INFO:MaximumLikelihoodAncestralAnnotation: Using 1 outgroup samples (ERR2103730).
INFO:FileHandler: Using cached file at /var/folders/w6/18ktl5312413jw46btlxrh59fzxvt4/T/a3b0e449a317.all.with_outgroups.subset.10000.vcf.gz
Annotator>Counting sites: 10000it [00:00, 88694.19it/s]
MaximumLikelihoodAncestralAnnotation>Parsing sites: 100%|██████████| 10000/10000 [00:28<00:00, 351.43it/s]
INFO:MaximumLikelihoodAncestralAnnotation: Included 6688 sites for the inference.
MaximumLikelihoodAncestralAnnotation>Optimizing rates: 100%|██████████| 10/10 [00:00<00:00, 27.84it/s]
Annotator>Processing sites: 100%|██████████| 10000/10000 [00:11<00:00, 887.02it/s]
INFO:MaximumLikelihoodAncestralAnnotation: Annotated 10000 sites.
INFO:MaximumLikelihoodAncestralAnnotation: There were 195 mismatches between the most likely ancestral allele and the ad-hoc ancestral allele annotation.

Filtrations#

fastDFE also offers a number of filtrations which can be accessed immediately while parsing. Alternatively, to filter a VCF file directly, use the Filterer class. Some useful filtrations include DeviantOutgroupFiltration, CodingSequenceFiltration, and BiasedGCConversionFiltration.

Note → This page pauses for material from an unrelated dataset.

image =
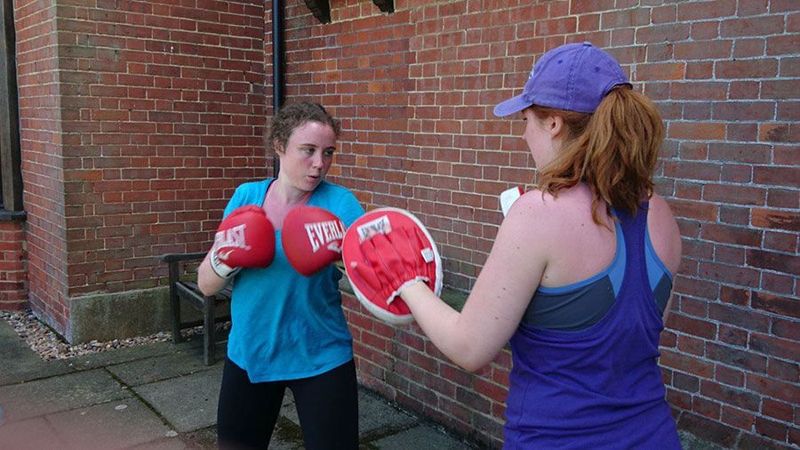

For a complete list of available filtrations, refer to the API reference.

# example for filtration
f = fd.Filterer(
    vcf=url + "resources/genome/betula/biallelic.subset.10000.vcf.gz?raw=true",
    filtrations=[fd.BiasedGCConversionFiltration()],
    output="genome.gc.vcf.gz"
)

f.filter()
INFO:Filterer: Start filtering
INFO:Filterer: Loading VCF file
INFO:FileHandler: Using cached file at /var/folders/w6/18ktl5312413jw46btlxrh59fzxvt4/T/7a41c74709e8.biallelic.subset.10000.vcf.gz
INFO:FileHandler: Using cached file at /var/folders/w6/18ktl5312413jw46btlxrh59fzxvt4/T/7a41c74709e8.biallelic.subset.10000.vcf.gz
Filterer>Counting sites: 10000it [00:00, 33500.75it/s]
Filterer>Processing sites: 100%|██████████| 10000/10000 [00:01<00:00, 6810.30it/s]
INFO:BiasedGCConversionFiltration: Filtered out 7903 sites.
INFO:Filterer: Filtered out 7903 of 10000 sites in total.

Note that all components can easily be customized by extending the corresponding base class.